Sunday, April 17, 2016

Kubernetes cluster access by fixed IP

If you:

  • Have Kubernetes cluster running in GKE
  • Connected GKE to your company network through VPN
  • Puzzled how to assign a fixed IP to particular k8s service

Then read on.

Prologue

The ideal solution would be to configure k8s service to use GCP LoadBalancer and have the latter to provide private IP only. However as of April 2016, LoadBalancers on GCP do not provide an option for private IP only, though GCP solution engineers said this feature "is coming".

Therefore the only option we have it to run a dedicated VM with fixed IP and proxy traffic through it.

The approach

Kubernetes service itself provides two relevant ways to access pods behind it:
ClusterIP
By default, every service has a virtual ClusterIP (which can be manually set to a predefined address) which can be used to access pods behind the service.

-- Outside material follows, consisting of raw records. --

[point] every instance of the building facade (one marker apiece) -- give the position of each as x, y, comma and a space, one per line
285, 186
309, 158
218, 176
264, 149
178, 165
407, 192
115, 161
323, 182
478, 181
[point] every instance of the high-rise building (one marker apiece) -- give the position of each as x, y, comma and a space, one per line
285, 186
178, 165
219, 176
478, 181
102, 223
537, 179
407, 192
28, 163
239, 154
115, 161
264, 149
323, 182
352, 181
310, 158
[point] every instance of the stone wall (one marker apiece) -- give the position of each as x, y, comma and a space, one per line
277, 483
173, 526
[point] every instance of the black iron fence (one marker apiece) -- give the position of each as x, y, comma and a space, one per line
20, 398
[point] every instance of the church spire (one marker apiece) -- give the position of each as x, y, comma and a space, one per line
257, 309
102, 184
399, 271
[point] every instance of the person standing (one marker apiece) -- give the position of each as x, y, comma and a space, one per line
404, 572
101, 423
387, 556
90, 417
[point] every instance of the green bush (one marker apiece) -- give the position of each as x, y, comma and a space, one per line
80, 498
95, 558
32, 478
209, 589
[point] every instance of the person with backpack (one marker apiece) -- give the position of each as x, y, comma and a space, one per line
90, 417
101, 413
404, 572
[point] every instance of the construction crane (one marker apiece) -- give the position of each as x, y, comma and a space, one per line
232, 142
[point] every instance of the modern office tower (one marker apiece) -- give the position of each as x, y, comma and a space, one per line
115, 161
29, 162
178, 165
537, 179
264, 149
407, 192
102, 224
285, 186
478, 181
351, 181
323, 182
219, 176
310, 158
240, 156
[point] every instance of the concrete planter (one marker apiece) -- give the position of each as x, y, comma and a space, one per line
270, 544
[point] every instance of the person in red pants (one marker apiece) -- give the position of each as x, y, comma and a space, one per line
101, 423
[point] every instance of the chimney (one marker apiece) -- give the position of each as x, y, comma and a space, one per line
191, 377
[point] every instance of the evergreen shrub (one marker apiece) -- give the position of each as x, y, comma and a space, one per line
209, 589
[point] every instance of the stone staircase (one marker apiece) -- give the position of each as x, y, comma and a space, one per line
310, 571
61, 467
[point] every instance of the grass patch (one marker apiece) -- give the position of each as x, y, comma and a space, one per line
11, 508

However for this to work, a client has to have kube-proxy running on its host as explained here.
NodePort
A k8s service can be configured to expose a certain pod on every k8s node which will redirected to the service's pods (this comes on top of ClusterIP).

ClusterIP approach obviously is not feasible outside the h8s cluster, so we only have left with NodePort approach. The problem is that k8s node IPs are not static and may change. That's why we need a dedicated VM which has a fixed IP.

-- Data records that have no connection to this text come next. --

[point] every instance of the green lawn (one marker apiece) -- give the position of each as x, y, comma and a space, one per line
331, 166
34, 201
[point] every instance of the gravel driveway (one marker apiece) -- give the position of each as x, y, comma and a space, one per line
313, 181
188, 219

After we have a VM, we can either

  • Join it to the k8s cluster, so service's NodePort will be exposed on the VM's fixed IP as well.
  • Run a reverse HTTP proxy on VM to forward traffic on k8s nodes together with a script that monitors k8s nodes and updates proxy configuration when necessary.

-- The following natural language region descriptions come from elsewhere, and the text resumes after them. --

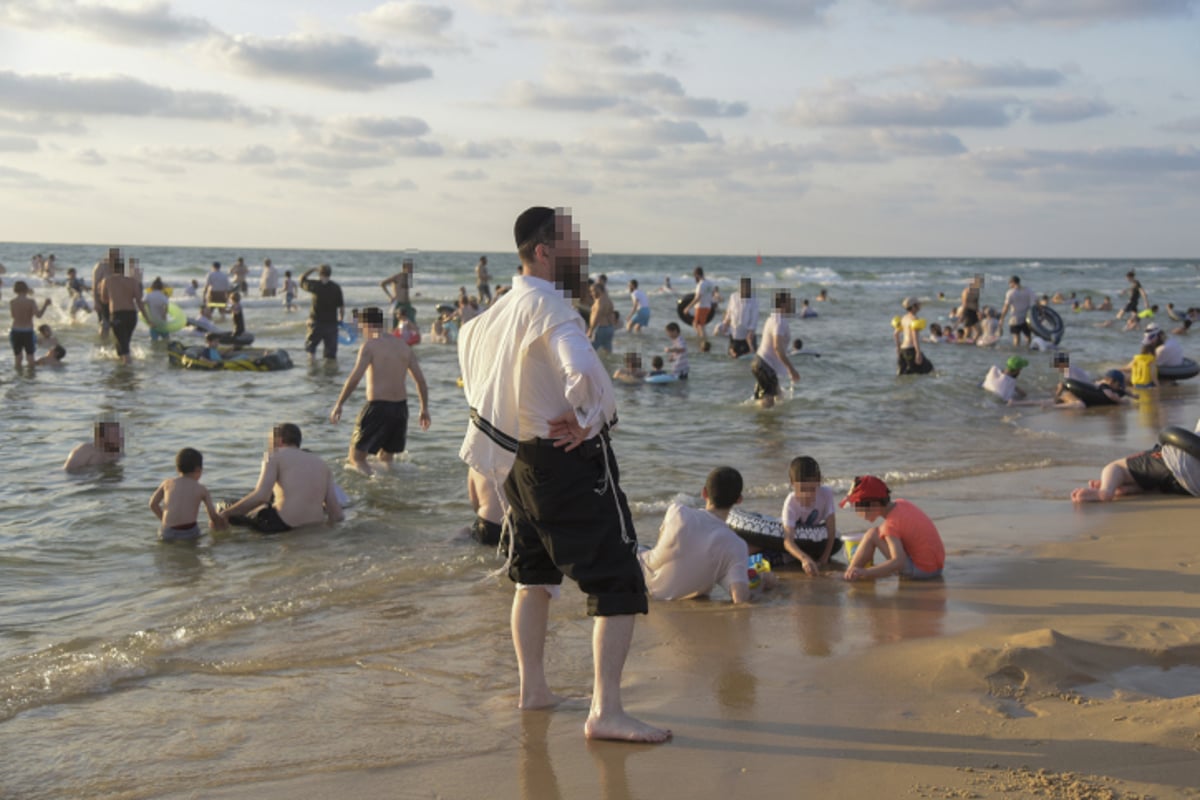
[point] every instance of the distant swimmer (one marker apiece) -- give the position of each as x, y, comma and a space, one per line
177, 501
910, 360
382, 426
906, 536
106, 447
295, 488
772, 359
24, 310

I chose the second option because it allows a single VM to proxy requests for multiple k8s clusters and is easier to setup.

The setup

Create an instance

Lets create an VM and assign it a static IP. The below is my interpretation of the official guide.

Create an instance first:

gcloud compute instances create fixed-ip-proxy --can-ip-forward
The last switch is crucial here.

I chose IP for my testing cluster to be 10.10.1.1. Lets add it to the instance:

cat <<EOF >>/etc/network/interfaces.d/eth0-0
auto eth0:0
iface eth0:0 inet static
address 10.250.1.1
netmask 255.255.255.255
EOF

Now change /etc/network/interfaces and make sure that source-directory /etc/network/interfaces.d line comes last. Apply your new configuration by running:

sudo service networking restart

The final step is to instruct GCE to forward traffic destined to 10.250.1.1 to the new instance:

gcloud compute routes create fixed-ip-production \
                                --next-hop-instance fixed-ip-proxy \
                                --next-hop-instance-zone us-central1-b \
                                --destination-range 10.10.1.1/32

To add more IPs (adding dedicated IP per cluster is a good practice), add another file under /etc/network/interfaces.d/ and add a GCE route.

NGINX configuration

Install NGINX:
sudp apt-get install nginx

Install Google Cloud Python SDK:

sudo easy_install pip
sudo pip install --upgrade google-api-python-client

Now download the IP watcher script:

sudo wget -O /root/nginx-ip-watch https://gist.githubusercontent.com/haizaar/f19bdf9e5a6e278c57b96cce945b4fd9/raw/79f11225825607ba78ba84221d27439c1669a492/nginx-ip-watch
sudo chmod 755 /root/nginx-ip-watch

NOTE: You are downloading my script that will run as root on your machine - read its contents first!

Test the script:

$ sudo /root/nginx-ip-watch -h 
usage: Watch GKE node IPs for changes [-h] -p PROJECT -z ZONES
                                      name gke-prefix listen-ip listen-port
                                      target-port

positional arguments:
  name                  Meaningful name of your forwarding rule
  gke-prefix            GKE node prefix to monitor and forward to
  listen-ip             IP listen on
  listen-port           Port to listen on
  target-port           IP listen on

optional arguments:
  -h, --help            show this help message and exit
  -p PROJECT, --project PROJECT
                        Project to list instances for
  -z ZONES, --zones ZONES
                        Zones to list instances for

Now lets setup NGINX to listen for HTTP traffic on 10.10.1.1:5601 and forward it to GKE testing cluster nodes on port 30601 by adding the following to /etc/cron.d/nginx-ip-watch:

PATH=/usr/local/sbin:/usr/local/bin:/usr/sbin:/usr/bin:/sbin:/bin

* * * * * root /root/nginx-ip-watch kibana-testing -p my-project -z us-central1-a gke-testing 10.10.1.1 5601 30601

After that, within one minute, your forwarding should be up and running. For more services, just keep adding more lines in the cron file. This will work well for a dozen or so services. After that, I would refactor the solution to issue only one gcloud compute instances list command per minute.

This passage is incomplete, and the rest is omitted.